I just replaced the Driver's side CV Axle in my 95 200SX SE-R. (2.0 Manual Transmission) I am not sure if the axle is completely inside..... When I pull on the axle, it gives about 1/4 of an inch.... it only pulls in and out, there is no play up and down. Also, when I turn the axle, it sounds like there is something rubbing inside of the transmission. The rubbing sounds is not constant, it only rubs when the cv axle is in a certain position....it when it turns toward the bottom.....

Any help would be appreciated. I do not want to put the rest back together until I am sure this part is installed correctly.

Thanks in Advance!!


----------



## IanH (Feb 11, 2003)

95200SER said:


> Hello All,
> 
> I just replaced the Driver's side CV Axle in my 95 200SX SE-R. (2.0 Manual Transmission) I am not sure if the axle is completely inside..... When I pull on the axle, it gives about 1/4 of an inch.... it only pulls in and out, there is no play up and down. Also, when I turn the axle, it sounds like there is something rubbing inside of the transmission. The rubbing sounds is not constant, it only rubs when the cv axle is in a certain position....it when it turns toward the bottom.....
> 
> ...


The Cv joints are designed to slide in and out as the distance between the hub and the transmission changes as the suspension goes up and down.

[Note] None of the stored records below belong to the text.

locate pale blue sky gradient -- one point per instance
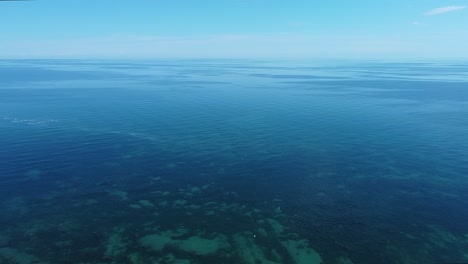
(412, 29)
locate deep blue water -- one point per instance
(233, 161)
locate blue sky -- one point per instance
(367, 29)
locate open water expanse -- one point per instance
(233, 161)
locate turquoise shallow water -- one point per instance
(233, 161)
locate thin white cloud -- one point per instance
(444, 9)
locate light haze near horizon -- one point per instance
(362, 29)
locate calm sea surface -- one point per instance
(233, 161)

So this is normal.

As for the rubbing, this is an SER with a limited slip Diff, so it could be just the limited slip diff.

I dont know if this is normal or not.

Good luck....


----------



## nova73guy (Mar 30, 2004)

With a limited slip diff, you'll hear some sort of clicking or rubbing when you turn one wheel while the other is on the ground. That's just the lsd unit slipping. When you pull on the axle, is the inner cv cup moving in/out or is the joint itself moving inside the cup?


----------